Porque el darnos cuenta de que somos puro tránsito, de que somos «fugaces pasajeros / siempre de la cuna a la tumba. Y ya», es un trago. Por eso…

«En unos días cumpliré cuarenta y dos», itera como un mantra (así se inician 19 de los 42 fragmentos, que son, en realidad, un solo poema río), como repite distintos tópicos literarios eternos (tempus fugit en el poema II; ubi sunt en el XIV, con sus interrogantes manriqueños incluidos; peregrinatio vitae en el XXVI; y no digamos la reflexión a lo Parménides sobre la repetición de los ciclos en más de uno), como se define en su deseo de podar lo superfluo (léanse poemas XXIII y XXX), como lanza cuestiones incontestables porque la vida es un misterio y la poesía otro misterio más que, como el amor, está en todas partes, en una piscina abandonada, especialmente ahí más que en cualquier poema muerto. Y, además, no sirve para nada, la poesía, sino para hacernos más preguntas y quizás deprimirnos un poco porque, como a Torrero, a estas alturas de la vida apenas nos asoman del bolsillo dos o tres certezas. Ni siquiera, como a él, el hocico de un hacha india.

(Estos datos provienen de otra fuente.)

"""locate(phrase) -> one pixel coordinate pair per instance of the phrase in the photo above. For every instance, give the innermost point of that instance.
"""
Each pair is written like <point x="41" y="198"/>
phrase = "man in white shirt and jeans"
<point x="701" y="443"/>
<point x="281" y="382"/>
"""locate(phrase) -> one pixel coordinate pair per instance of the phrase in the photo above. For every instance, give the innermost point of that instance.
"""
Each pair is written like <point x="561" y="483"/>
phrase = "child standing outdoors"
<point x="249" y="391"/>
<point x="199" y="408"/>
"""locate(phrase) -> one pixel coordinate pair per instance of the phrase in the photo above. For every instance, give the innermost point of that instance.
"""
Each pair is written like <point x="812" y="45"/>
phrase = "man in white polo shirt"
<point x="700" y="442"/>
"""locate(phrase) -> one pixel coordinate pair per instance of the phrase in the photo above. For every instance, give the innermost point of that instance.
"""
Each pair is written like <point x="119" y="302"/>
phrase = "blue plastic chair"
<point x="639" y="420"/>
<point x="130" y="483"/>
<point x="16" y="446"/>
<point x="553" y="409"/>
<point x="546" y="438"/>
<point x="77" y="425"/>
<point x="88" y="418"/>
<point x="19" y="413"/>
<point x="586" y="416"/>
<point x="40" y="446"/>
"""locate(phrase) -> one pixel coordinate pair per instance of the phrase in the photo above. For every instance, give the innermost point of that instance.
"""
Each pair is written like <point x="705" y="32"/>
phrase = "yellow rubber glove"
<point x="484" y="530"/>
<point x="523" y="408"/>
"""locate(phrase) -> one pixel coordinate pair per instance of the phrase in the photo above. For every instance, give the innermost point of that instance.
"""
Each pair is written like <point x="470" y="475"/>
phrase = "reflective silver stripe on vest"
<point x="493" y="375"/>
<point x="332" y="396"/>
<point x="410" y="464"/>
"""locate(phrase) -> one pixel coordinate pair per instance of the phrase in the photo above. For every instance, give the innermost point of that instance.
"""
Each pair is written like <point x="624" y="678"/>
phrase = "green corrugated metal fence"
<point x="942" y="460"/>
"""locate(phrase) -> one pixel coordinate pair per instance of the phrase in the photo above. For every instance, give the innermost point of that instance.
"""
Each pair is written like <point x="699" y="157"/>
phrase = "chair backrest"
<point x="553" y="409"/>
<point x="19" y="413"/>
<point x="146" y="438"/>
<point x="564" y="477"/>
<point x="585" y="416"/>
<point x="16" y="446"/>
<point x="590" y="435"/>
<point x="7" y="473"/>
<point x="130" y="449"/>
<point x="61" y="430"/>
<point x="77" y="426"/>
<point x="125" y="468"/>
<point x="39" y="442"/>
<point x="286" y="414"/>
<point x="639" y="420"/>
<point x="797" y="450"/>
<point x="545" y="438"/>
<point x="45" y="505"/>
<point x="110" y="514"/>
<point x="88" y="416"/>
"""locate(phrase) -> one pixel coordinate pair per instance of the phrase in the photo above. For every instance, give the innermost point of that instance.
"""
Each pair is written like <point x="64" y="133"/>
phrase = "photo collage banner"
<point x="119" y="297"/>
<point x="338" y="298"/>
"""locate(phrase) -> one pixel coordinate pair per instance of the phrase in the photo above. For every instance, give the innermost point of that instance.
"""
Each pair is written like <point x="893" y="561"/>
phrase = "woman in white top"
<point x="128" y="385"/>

Por eso, al entrar en el tiempo de descuento, esa segunda parte del libro que nos enfrenta al futuro, a lo que queda por recorrer, se vuelve algo más cruda por consciente. En ella sentimos con mayor fuerza la soledad y/o la sordera de la vida, como al lanzar esas interrogantes de los poemas XXIV y XVII que caen en saco roto. O al preguntarse, como si aún anduviera el poeta pergeñando conatos de noticias en la Facultad de Comunicación, para qué, por qué y para quién escribe. Para qué emprende esta aventura con el vértigo que conlleva adentrarse en lo desconocido, subirse «a los trenes cuyo destino ignoro» (ya lo dijo Baudelaire: «Los verdaderos viajeros son aquellos que parten por partir, que van hasta el fondo de lo desconocido para encontrar lo nuevo»), y de qué manera puede permanecer al margen de la escena, ajeno a «la espectacuralización del yo», pero con el oído pegado y atento a lo que sucede y nos sucede, a la verde pureza de los cactus, etcétera, etcétera.


Yo hace tiempo que cumplí los 42. Los supero con creces. Me gusta moderadamente la cerveza. Mis hijas han pasado de la ternura barroca al minimalismo en sus manifestaciones de afecto. En mis fotos de cumpleaños no pican como escorpiones los jerséis porque celebro en abril mi venida al mundo. Pero, aunque pertenezca a una generación distinta a la del poeta Carlos Torrero, navego en el mismo ferry y disfruto cuanto puedo de la vida y de la literatura. Y este libro que nos acaba de regalar nuestro bebedor preferido de Radler lo es. Vida y literatura. ¿Alguien da más?